Bu konuda bir başka örnek üniversiteden verilebilir. Örneğin üniversitede başarının göstergesi; bilgi üretmek ve bu bilgiyi toplumun yararına kullanmaktır. Bilgiyi kim üretir? İdari görevi olmayanlar üretir. Rektör üniversitede 1 numaradır. Görevi fiziksel ve mali varlıkları idare etmektir. Kanuni olarak insan kaynaklarını da idare eder, ama kariyer yönetimini o konuda uzman olan kişiler yapar. Rektör uluslararası bir yayın nasıl yapılır bilmeyebilir. Onun vazifesi idaridir. Rektör sadece kendi başarı kriterlerini gerçekleştirmeye çalışır. Bunun için bilim yapacak kişilere maddi ve manevi destek olur. Bilim adamı olmak isteyen asistanlar ve öğrenciler ise, aynı üniversitede ve hatta aynı ülkede olmasa bile nasıl bilgi üretileceğini bilen kişilerin peşinde koşarlar. Bu değerli kişileri izler, onlarla tanışmak ve sohbet etmek ve çalışma gruplarına katılmak isterler. Örneğin Türkiye’de bir öğrenci ABD’deki bir hocayla çalışabilir. ABD’deki hoca isterse dünya çapında bir gruba liderlik yapabilir. Aslında 1numaranın en çok kıskandığı kişilerde bunlardır ama kurumun başarısını ve dolaylı olarak 1numaranın da başarısını arttırdığı için onlara destek olur. Herkes kendi kulvarında çalışır. Bu iki yapı üniversite ve hastaneler gibi kurumlarda bir arada uyumlu çalışabilir.
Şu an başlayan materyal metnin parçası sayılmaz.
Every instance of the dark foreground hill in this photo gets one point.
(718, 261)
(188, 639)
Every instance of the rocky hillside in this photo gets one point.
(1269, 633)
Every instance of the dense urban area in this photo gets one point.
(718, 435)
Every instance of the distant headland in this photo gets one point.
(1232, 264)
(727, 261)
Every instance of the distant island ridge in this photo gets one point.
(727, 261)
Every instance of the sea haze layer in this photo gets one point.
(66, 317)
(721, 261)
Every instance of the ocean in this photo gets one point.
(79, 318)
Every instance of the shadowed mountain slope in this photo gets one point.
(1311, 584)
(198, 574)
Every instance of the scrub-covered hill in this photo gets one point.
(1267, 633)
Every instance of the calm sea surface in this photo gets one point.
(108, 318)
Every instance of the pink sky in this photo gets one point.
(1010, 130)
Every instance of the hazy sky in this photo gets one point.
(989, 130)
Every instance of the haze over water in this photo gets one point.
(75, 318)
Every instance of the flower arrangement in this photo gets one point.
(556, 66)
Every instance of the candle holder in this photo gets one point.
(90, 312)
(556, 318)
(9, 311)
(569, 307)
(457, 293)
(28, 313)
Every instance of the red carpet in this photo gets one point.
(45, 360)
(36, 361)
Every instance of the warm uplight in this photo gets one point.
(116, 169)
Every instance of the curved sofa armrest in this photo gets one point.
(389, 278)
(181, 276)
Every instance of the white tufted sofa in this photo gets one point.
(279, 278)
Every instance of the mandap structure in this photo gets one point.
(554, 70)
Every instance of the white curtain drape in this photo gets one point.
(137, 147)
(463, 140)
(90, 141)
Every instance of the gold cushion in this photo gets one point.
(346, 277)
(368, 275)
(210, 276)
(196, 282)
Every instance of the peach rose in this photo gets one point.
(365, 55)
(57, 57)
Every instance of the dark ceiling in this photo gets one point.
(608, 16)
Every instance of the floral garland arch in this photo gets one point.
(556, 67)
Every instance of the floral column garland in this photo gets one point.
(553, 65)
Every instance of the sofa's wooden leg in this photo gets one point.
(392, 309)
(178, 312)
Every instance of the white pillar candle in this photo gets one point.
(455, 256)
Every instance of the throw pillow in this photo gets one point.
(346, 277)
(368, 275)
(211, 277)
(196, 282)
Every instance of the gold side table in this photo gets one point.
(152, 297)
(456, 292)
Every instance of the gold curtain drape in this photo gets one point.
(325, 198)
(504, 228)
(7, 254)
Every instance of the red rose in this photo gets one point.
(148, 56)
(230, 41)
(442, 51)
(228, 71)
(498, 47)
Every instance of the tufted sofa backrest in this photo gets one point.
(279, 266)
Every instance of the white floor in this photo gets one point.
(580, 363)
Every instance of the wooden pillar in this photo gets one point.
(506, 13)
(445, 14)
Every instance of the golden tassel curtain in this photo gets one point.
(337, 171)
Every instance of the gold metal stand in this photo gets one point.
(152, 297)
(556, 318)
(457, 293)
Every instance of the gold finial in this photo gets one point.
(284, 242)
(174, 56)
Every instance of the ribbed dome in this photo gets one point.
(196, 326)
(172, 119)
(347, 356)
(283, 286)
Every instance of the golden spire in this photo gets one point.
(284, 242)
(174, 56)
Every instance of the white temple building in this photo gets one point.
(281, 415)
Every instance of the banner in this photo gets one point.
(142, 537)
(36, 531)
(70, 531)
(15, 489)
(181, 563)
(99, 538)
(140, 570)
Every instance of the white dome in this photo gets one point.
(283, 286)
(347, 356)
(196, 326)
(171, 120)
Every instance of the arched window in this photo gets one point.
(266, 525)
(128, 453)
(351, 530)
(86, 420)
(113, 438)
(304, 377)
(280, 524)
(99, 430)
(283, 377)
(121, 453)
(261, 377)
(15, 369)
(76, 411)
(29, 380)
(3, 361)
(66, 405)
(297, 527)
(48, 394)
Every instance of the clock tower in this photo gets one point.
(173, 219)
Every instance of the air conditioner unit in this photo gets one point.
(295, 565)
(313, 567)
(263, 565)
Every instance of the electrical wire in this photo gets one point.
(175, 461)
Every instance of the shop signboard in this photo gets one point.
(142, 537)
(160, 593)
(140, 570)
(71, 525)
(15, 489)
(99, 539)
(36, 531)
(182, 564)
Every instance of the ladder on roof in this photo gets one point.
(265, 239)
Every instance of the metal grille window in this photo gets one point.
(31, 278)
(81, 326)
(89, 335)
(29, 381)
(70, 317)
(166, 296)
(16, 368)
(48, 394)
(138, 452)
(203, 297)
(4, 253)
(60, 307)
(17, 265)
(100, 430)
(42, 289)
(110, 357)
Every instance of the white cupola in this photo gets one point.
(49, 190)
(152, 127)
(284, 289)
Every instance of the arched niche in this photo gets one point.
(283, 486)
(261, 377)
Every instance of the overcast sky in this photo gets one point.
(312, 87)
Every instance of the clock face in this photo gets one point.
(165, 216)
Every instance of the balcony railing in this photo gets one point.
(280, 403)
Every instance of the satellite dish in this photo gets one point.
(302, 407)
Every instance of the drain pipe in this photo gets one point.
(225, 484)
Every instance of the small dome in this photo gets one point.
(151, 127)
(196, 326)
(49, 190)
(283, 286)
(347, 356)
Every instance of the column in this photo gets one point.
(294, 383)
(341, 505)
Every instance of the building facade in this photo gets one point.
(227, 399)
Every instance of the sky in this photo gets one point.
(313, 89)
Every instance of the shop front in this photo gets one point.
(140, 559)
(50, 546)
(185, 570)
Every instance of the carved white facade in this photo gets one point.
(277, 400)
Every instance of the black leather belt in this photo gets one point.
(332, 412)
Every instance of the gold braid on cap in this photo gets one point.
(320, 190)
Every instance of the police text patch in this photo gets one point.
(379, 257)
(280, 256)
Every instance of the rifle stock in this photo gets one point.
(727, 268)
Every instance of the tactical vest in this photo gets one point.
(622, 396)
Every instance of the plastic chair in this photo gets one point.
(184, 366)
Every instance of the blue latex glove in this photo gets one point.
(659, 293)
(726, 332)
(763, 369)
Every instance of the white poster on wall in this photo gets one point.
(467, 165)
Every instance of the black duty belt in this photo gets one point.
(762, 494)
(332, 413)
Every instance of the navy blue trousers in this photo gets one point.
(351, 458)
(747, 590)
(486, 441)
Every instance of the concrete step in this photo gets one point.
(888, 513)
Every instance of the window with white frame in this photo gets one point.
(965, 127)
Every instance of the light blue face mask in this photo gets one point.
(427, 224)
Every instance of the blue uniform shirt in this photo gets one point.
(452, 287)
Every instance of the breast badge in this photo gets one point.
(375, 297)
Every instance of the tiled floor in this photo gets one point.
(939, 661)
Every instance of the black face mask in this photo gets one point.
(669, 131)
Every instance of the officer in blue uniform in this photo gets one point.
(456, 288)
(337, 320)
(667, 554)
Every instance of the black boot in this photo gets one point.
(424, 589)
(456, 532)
İşletmelerde ise durum farklıdır. 1numara işi bilmiyorsa, astından değil danışmanlık şirketlerinden bilgi almalıdır. Çünkü herkes yükselmek ister. Elindeki bilgiyi vermez.
- İkinci bir konu ise Türkiye’nin teknolojik alt yapısının zayıflığıdır. Türkiye bilgi üretemiyor. Yapısal bir zafiyeti var. İster lider, ister 1 numara olsun teknolojiden yararlanmadan olmaz ama 1 numara için daha önemlidir. Bugün 4.0 teknoloji Türkiye’de hala yok. Büyük veri analizleri olmadan ve bu analizler yapay zekâlarla işlenmeden küresel bir oyuncu olamayız. Çin ve diğer gelişen ülkeler 5.0 teknolojiye çoktan başladı. Bu gidişle gelişmiş ülkelerle, gelişmekte olan ülkeler arasındaki eğitim farkı, gelir farkı, anlayış farkı, değer yargıları gibi farklılıklar arttıracak. Bunu aşmak için en başta devletin altyapı sorunlarını aşması lazım. Örneğin 4.5G internet hızıyla bunu yapamayız.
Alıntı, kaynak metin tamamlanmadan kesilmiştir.